It became the focal point on a Zoom call for a 4A SPSL preseason coaches' meeting April 28.

While the meeting was going on, Looker began exchanging text messages with Curtis High School athletic director Suzanne Vick, exploring ideas.

They suggested a big warehouse or hangar. Then, both came up with the idea of the fairgrounds.

"So I threw it out - 'Fairgrounds, everybody!'" Looker said. "And it kind of got quiet."

At that point, everything was on the table. But Looker kept coming back to the outside-the-box option of the fairgrounds, especially since she had a friend on the fair board.

"I still had a pit in my stomach (about the idea becoming a reality)," Looker said. "But I called (Jim) Meyerhoff (Puyallup School District AD) and said, 'We've got to find a way.' And Jim got right on board with it."

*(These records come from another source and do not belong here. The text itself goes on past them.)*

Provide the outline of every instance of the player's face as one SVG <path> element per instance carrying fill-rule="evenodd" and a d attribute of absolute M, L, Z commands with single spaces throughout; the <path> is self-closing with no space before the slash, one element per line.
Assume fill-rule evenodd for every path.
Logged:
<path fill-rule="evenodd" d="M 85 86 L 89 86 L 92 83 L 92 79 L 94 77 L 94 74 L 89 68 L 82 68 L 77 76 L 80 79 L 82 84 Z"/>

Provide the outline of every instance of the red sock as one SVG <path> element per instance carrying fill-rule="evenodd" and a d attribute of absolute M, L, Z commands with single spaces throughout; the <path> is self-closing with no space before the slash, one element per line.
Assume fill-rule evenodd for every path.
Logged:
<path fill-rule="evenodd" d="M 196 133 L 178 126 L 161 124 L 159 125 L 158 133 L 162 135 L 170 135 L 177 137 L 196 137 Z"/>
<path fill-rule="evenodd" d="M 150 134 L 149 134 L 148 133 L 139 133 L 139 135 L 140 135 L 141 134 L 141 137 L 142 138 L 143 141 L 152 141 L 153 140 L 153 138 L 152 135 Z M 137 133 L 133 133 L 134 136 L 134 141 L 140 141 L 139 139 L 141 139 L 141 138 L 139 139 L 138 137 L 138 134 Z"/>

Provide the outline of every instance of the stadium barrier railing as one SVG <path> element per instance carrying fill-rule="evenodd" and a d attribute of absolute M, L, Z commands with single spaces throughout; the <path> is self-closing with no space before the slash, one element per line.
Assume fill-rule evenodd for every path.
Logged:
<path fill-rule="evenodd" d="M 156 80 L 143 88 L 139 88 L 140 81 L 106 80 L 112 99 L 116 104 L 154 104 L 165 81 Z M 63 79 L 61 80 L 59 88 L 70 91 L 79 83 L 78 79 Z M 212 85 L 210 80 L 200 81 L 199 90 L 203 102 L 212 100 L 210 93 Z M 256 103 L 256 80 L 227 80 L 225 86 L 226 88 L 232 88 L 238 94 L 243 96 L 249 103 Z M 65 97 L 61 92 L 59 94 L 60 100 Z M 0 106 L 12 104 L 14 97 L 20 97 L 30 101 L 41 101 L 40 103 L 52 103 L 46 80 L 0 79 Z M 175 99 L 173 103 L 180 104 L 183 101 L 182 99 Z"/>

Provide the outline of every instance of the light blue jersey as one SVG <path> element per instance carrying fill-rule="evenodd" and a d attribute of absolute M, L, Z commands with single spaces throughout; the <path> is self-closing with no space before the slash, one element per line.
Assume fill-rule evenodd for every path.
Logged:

Two days after the coaches' meeting, Meyerhoff and Vick met Washington State Fair CEO Kent Hojem and facility rental and event services manager Debbie Baker at the fairgrounds to not only discuss the possibility of playing basketball there, but tour some of the potential landing sites.

The meeting went so well, Meyerhoff and Vick walked out cautiously optimistic this could be the spot.

"We knew there was a chance we could make it happen," Meyerhoff said.

'The Arena' - a popular livestock show building - was the perfect size to house three courts. Except there was one problem - the surface was soft dirt.

Luckily, the Lookers had a family business - Looker Asphalt Inc. - and worked out a deal with Hojem to lay down a layer of blacktop in the arena.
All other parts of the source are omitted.